For many small businesses, it pays to adjust pricing to reflect local market conditions. For instance, if you do business in a lower-cost market and are pitching business in a higher-cost one, you may want to raise your prices in that market, where the costs of doing business may be higher and your brand image may suffer if you charge too little. This applies whether you are doing business within the U.S. or internationally.
What is more difficult is going after business in a market where competing businesses can charge much lower prices. If you do business in an area where labor and real estate costs are relatively high, it may not be worthwhile to discount your services to enter a new market. You might opt for a premium pricing strategy in which you target a small segment of that market or find a local partner who can deliver your product or service more cost-effectively.
If you offer a service, it’s possible to monitor pricing in your industry by checking out talent marketplaces to see what the going rates are and by networking with industry peers who may not do business on those platforms. For product-based services, there are many industry-specific tools and software programs that can help. Ask for recommendations from industry peers and bankers for one that suits your industry and check out the website of your trade association to see if it has partnered with any software providers.
Pricing is both an art and a science, and most businesses will make some mistakes. Here are some common ones.
Underpricing: This is very common among new businesses; the owner may not fully understand the competitive landscape or the complete cost of a product or service. Some service providers underprice because of imposter syndrome, where they don’t feel they deserve the highest fees because of lack of confidence.
To avoid underpricing, keep your eye on what competitors are charging and, if most are charging more than you, do some digging. Assuming you haven’t found a great new method to reduce your fixed costs — such as using artificial intelligence for a once-laborious process — you may be overlooking a critical factor in your pricing, such as labor costs.

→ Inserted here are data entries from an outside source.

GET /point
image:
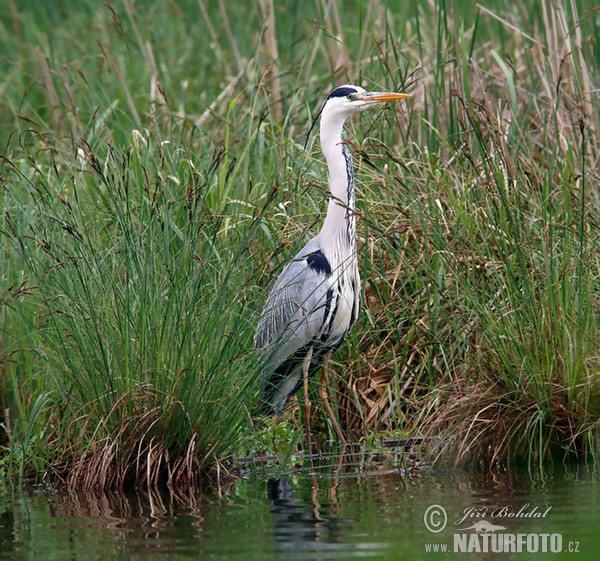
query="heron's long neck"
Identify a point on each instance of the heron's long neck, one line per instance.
(340, 223)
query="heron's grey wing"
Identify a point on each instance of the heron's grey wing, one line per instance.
(297, 307)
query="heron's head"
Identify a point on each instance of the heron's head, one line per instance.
(346, 100)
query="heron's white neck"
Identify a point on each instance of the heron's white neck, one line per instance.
(340, 223)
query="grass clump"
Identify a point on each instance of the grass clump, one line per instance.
(154, 182)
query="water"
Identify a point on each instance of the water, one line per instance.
(342, 512)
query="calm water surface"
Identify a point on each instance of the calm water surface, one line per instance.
(331, 513)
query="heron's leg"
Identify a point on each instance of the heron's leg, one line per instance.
(325, 379)
(305, 368)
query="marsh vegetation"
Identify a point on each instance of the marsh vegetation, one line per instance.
(154, 180)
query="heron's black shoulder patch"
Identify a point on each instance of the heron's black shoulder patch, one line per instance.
(342, 91)
(317, 261)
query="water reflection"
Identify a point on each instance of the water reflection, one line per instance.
(313, 514)
(306, 528)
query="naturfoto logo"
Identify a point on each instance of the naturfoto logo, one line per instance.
(483, 530)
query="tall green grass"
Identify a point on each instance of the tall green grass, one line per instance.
(154, 181)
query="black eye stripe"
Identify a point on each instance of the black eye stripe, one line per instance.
(342, 91)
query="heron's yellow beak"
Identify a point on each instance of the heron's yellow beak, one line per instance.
(383, 96)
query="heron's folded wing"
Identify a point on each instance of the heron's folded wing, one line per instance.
(295, 310)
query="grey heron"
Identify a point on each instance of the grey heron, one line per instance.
(315, 300)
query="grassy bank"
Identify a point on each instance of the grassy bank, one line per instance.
(154, 181)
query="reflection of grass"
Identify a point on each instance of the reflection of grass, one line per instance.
(152, 182)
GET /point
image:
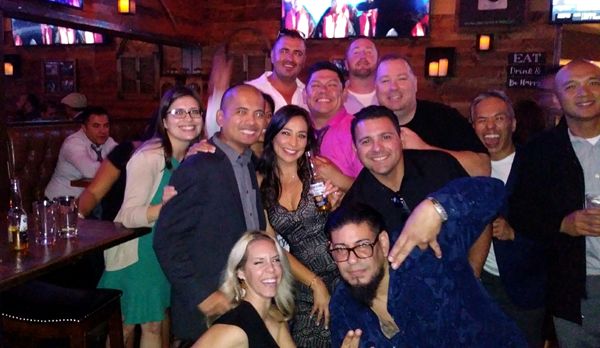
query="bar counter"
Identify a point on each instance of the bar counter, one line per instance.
(19, 266)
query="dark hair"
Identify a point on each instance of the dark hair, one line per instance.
(291, 33)
(354, 213)
(84, 116)
(165, 103)
(326, 65)
(269, 100)
(394, 56)
(271, 186)
(370, 113)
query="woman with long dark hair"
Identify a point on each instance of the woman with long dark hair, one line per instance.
(132, 266)
(293, 215)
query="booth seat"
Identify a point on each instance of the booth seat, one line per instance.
(33, 150)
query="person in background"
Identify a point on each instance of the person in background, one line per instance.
(288, 55)
(258, 282)
(82, 153)
(293, 215)
(217, 200)
(337, 161)
(545, 96)
(361, 63)
(73, 104)
(257, 147)
(427, 125)
(108, 186)
(556, 171)
(515, 269)
(132, 267)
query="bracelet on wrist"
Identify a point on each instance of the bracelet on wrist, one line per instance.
(313, 281)
(439, 208)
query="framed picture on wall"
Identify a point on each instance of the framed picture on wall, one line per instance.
(491, 12)
(59, 76)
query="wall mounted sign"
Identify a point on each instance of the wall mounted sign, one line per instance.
(524, 69)
(491, 12)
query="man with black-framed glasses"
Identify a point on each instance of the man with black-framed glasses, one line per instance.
(428, 301)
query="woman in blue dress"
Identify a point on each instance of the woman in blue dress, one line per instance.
(132, 266)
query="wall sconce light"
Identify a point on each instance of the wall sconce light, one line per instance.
(12, 65)
(439, 62)
(126, 6)
(9, 69)
(484, 42)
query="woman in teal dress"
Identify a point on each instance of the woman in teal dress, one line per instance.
(132, 267)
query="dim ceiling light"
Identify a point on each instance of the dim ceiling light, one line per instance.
(126, 6)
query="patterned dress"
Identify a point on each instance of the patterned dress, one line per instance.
(146, 290)
(303, 230)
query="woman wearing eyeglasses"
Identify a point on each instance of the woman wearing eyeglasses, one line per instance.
(132, 266)
(293, 215)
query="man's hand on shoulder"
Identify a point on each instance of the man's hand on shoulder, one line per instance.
(585, 222)
(215, 304)
(421, 229)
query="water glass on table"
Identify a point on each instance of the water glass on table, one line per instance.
(67, 216)
(44, 222)
(592, 200)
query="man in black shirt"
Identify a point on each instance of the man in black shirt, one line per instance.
(427, 125)
(394, 181)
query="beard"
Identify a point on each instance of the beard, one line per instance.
(365, 293)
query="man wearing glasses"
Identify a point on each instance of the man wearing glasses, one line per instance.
(394, 180)
(429, 301)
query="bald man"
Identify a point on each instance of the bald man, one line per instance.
(556, 172)
(217, 200)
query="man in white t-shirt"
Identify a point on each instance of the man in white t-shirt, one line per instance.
(514, 271)
(361, 62)
(282, 84)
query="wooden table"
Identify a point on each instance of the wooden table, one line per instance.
(19, 266)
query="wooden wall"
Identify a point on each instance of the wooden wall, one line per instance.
(221, 19)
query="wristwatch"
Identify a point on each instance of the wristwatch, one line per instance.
(439, 208)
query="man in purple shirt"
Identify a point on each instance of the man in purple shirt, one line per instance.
(324, 97)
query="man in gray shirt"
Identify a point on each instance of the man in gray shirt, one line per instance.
(217, 200)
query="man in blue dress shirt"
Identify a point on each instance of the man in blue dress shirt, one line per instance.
(427, 301)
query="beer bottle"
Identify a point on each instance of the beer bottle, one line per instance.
(317, 187)
(17, 218)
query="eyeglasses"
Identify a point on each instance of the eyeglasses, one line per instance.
(362, 251)
(291, 33)
(181, 113)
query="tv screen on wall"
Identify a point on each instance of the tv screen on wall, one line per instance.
(575, 11)
(39, 34)
(325, 19)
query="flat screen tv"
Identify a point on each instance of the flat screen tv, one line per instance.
(575, 11)
(72, 3)
(324, 19)
(38, 34)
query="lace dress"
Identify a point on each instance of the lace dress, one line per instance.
(303, 230)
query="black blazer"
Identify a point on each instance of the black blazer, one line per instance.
(549, 186)
(195, 232)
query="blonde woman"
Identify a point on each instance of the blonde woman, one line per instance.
(258, 281)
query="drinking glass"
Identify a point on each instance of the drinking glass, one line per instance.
(592, 200)
(67, 216)
(44, 222)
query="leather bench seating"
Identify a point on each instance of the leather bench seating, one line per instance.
(33, 150)
(38, 310)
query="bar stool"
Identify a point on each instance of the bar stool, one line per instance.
(41, 310)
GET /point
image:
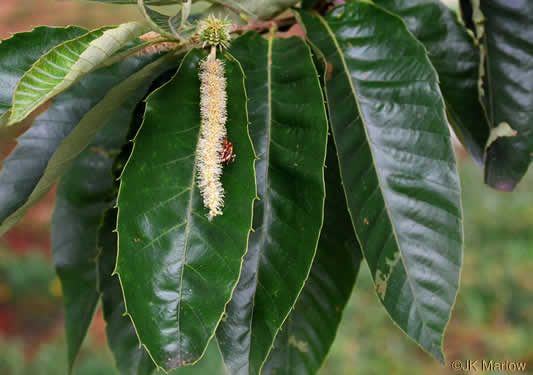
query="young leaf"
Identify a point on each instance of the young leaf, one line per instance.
(45, 152)
(505, 33)
(307, 334)
(397, 163)
(178, 269)
(168, 26)
(82, 197)
(63, 65)
(19, 53)
(289, 131)
(130, 359)
(452, 52)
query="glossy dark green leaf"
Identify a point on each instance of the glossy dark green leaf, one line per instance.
(130, 358)
(455, 57)
(210, 364)
(45, 152)
(289, 131)
(505, 33)
(178, 269)
(82, 197)
(19, 53)
(397, 163)
(150, 2)
(307, 334)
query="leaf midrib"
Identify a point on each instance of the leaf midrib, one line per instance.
(264, 222)
(363, 120)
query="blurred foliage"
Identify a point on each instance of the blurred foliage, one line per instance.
(493, 316)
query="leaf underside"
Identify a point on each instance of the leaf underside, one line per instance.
(173, 263)
(396, 161)
(62, 66)
(45, 152)
(289, 132)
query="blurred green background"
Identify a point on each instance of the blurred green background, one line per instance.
(493, 316)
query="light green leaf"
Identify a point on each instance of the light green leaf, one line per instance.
(63, 65)
(289, 131)
(150, 2)
(130, 358)
(45, 152)
(452, 52)
(397, 163)
(177, 269)
(21, 51)
(84, 193)
(309, 331)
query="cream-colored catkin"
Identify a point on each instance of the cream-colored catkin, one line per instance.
(212, 133)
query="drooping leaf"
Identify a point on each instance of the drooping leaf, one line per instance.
(22, 50)
(262, 9)
(397, 163)
(63, 65)
(455, 57)
(130, 358)
(45, 152)
(505, 32)
(307, 334)
(82, 197)
(289, 131)
(178, 269)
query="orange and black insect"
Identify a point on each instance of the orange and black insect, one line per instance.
(227, 152)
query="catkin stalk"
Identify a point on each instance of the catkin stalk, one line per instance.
(212, 133)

Overpricing: It’s natural to want to get paid well, but to charge more you need to make a strong case that what you’re selling is worth more. That applies to your marketing and branding efforts, the quality you’re delivering, and the buying and follow-up experience.
If you’re not able to find many takers at your current prices, try experimenting with different pricing models — perhaps by offering a temporary discount — to see if those change anything. Alternatively, you may be pitching the wrong customers or selling your product in a market where customers are more price conscious. Doing some additional market research can help you get to the bottom of whether your prices are too high.

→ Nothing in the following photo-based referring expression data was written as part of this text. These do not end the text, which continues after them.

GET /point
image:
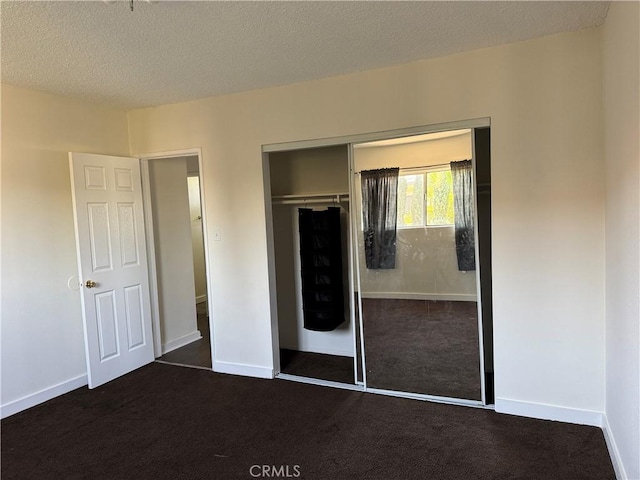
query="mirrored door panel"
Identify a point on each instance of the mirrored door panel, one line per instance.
(418, 292)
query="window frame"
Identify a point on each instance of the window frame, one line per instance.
(423, 171)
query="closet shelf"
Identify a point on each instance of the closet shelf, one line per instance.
(310, 198)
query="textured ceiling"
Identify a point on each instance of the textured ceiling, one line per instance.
(172, 51)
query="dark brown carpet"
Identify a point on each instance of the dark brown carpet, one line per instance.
(422, 346)
(317, 365)
(165, 422)
(198, 353)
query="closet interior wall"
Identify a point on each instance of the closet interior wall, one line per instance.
(305, 174)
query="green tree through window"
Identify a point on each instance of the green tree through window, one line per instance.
(425, 199)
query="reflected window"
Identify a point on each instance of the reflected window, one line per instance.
(425, 199)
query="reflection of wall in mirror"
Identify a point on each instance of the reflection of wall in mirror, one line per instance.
(426, 264)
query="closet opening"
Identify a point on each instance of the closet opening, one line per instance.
(414, 210)
(310, 206)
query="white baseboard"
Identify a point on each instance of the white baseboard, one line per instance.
(549, 412)
(181, 341)
(614, 453)
(42, 396)
(451, 297)
(242, 369)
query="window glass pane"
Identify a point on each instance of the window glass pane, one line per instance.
(439, 198)
(411, 200)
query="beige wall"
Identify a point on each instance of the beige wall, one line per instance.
(42, 336)
(621, 52)
(197, 240)
(174, 251)
(544, 100)
(426, 262)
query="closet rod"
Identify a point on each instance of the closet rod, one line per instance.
(310, 198)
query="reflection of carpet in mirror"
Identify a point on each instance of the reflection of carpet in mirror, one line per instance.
(317, 365)
(422, 346)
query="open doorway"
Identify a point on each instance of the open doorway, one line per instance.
(175, 226)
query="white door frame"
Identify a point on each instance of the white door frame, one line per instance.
(151, 253)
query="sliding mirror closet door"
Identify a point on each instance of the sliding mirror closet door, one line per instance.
(418, 291)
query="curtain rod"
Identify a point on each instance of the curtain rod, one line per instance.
(424, 167)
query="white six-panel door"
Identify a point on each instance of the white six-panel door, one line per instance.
(112, 264)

There are dozens of tools available online to help with pricing analytics, managing prices across multiple sales channels, optimizing pricing and re-pricing items based on changing market conditions, and a variety of other functions. Some are add-ons to e-commerce platforms such as Shopify or specific to merchants on platforms such as Amazon.
Many of these tools are industry specific, so ask around in your industry for recommendations. Sign up for a trial of any tools you plan to use to make sure they’re user-friendly.
Also avail yourself of market research reports. Some research firms, such as Statista, offer free versions of more elaborate reports, which can get you started if you’re on a tight budget.
Once you’ve used tools like these to come up with ballpark pricing, experimenting in pricing can lead to innovation in how you package and price your services, says Stark. For instance, a plumber who normally charges fees for fixing a clogged drain or broken pipe might consider adding a subscription service, offering landlords and customers who own vacation rental properties unlimited routine services for a $100 a month. Multiply that by just 150 customers who sign up, and it’s $180,000 in revenue per year. A consultant who is charging $250 for an occasional weekly session might be able to encourage clients to sign up for a monthly retainer by discounting the per-session fee if they select this option. The key, Stark says, is to ask yourself, “How can I look different to customers and fill a gap they can’t fill any other way.”
Make sure you keep data on your experiments so you know which ones are working best and would be worth adding to your ongoing offerings and which ones are not as profitable as you hoped.
Investing time to find the right pricing strategy is crucial to a business’s long-term success. The balance between value and profit can transform your financial outlook. Even a small adjustment in pricing can significantly impact revenue, making it easier to achieve profitability and reinvest in growth. The right pricing will not only help drive a business forward but also ensure sustained success and development.